Dave yang menoleh ke belakang—meskipun tidak terlalu yakin dengan apa yang didengarnya—hanya mengangkat kedua bahunya.

Namun, pertanyaan Ella itu akhirnya terjawab saat suara derum knalpot motor berhasil menembus pertahanan tembok rock ‘n roll-nya! Dengan masih mengenakan pakaian lusuhnya, Max mengendarai motor—yang kalau Ella tidak salah ingat, itu adalah salah satu Ducati kesayangan James yang dia beli tahun lalu—dan berhenti tepat di sisi lain Ella duduk. Sedangkan di sisi lainnya, Ella mendapati James menunduk dan mengetuk jendela mobilnya. Ella menurunkan jendela di sebelahnya, tanpa perlu repot-repot menatap James yang hendak berbicara dengannya.

“Sementara, Max akan naik Ducati-ku, sampai dia mendapatkan seragamnya.”

Ella mendengkus sebal. “Apa setelah itu dia akan duduk di sebelahku?”

“Hanya kalau kau mengizinkannya.”

“Jangan pernah bermimpi aku akan mengizinkannya! Lucas, ayo berangkat!”

Dalam sekali perintah, Lucas langsung menginjak pedal gas dan melajukan mobilnya menuju kampus Ella. Sesekali Ella akan melihat Max menyejajari sisi mobilnya, tapi Ella tak acuh dan lebih memilih untuk fokus berbalas pesan dengan Grace, karena dia sedang menyusun rencana bersama sahabatnya itu, untuk membuat pelarian berikutnya.

Saat sudah sampai, Ella langsung keluar dari mobil dan berjalan cepat menghampiri Grace yang sudah menunggunya di tempat biasa.

“Apa yang kau lakukan?” teriak Ella saat Max membuntuti langkahnya untuk menyapa Grace.

“Lucas dan Dave menjagamu sampai di sana,” jawab Max sambil mengangguk ke mobil Ella. “Sedangkan aku akan ikut sampai ke dalam kelas, kalau perlu sampai ke toilet.”

“Sinting! Jangan mimpi kau bisa terus mengikuti dengan tampang seperti ini!”

“Seperti ini? Seperti apa maksudmu?”

Ella menggeram kesal, karena ucapan Max. Sepertinya pria itu memang sengaja diciptakan dan dipekerjakan oleh James untuk membuat Ella mati muda, sehingga James bisa mendapatkan seluruh harta kekayaan Softucker!

“Ikut aku!”

Ella kembali berjalan menuju mobilnya, kemudian meminta Dave untuk bertukar pakaian dengan Max. Jangan pikir itu berlangsung cepat, tentu saja Max menolak. Namun, ancaman Ella untuk tidak masuk kelas dan melaporkan Max pada James, berhasil membuat Max tunduk. Max langsung membuka jaket lusuhnya, dan pemandangan dua bisep kekar itu langsung menyapa Ella. Membuat gadis itu tidak sanggup berkedip dan mengalihkan pandangannya.

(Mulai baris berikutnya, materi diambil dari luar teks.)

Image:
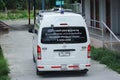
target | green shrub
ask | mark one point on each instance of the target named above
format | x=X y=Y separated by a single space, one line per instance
x=15 y=14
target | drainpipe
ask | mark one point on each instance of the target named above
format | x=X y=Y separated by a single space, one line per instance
x=34 y=10
x=43 y=5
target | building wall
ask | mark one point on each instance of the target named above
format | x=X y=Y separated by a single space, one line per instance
x=115 y=16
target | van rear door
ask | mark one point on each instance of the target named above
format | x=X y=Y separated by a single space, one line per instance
x=64 y=45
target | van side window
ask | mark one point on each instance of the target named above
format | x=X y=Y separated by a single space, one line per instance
x=59 y=35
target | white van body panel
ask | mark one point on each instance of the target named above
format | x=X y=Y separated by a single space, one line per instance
x=52 y=55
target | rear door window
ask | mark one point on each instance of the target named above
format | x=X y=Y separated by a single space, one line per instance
x=59 y=35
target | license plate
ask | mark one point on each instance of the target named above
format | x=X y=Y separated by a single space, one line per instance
x=64 y=53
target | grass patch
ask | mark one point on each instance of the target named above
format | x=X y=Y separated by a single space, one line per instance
x=4 y=70
x=17 y=14
x=107 y=57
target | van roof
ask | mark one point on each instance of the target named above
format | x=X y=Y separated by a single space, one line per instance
x=57 y=18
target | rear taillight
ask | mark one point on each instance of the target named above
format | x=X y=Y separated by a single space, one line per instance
x=88 y=51
x=38 y=52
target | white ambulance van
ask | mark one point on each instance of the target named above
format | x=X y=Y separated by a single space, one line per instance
x=61 y=42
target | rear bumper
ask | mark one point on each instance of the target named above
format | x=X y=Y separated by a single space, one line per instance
x=63 y=67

Ella memang pernah melihat tubuh kekar para pemain football kampusnya, atau beberapa model pria di majalah dewasa—milik Grace tentunya—tapi tidak ada satupun dari itu yang berhasil membuatnya kesulitan menelan ludahnya. Di lengan kiri Max pula, Ella melihat bekas luka carut yang sepertinya memanjang hingga punggung pria itu.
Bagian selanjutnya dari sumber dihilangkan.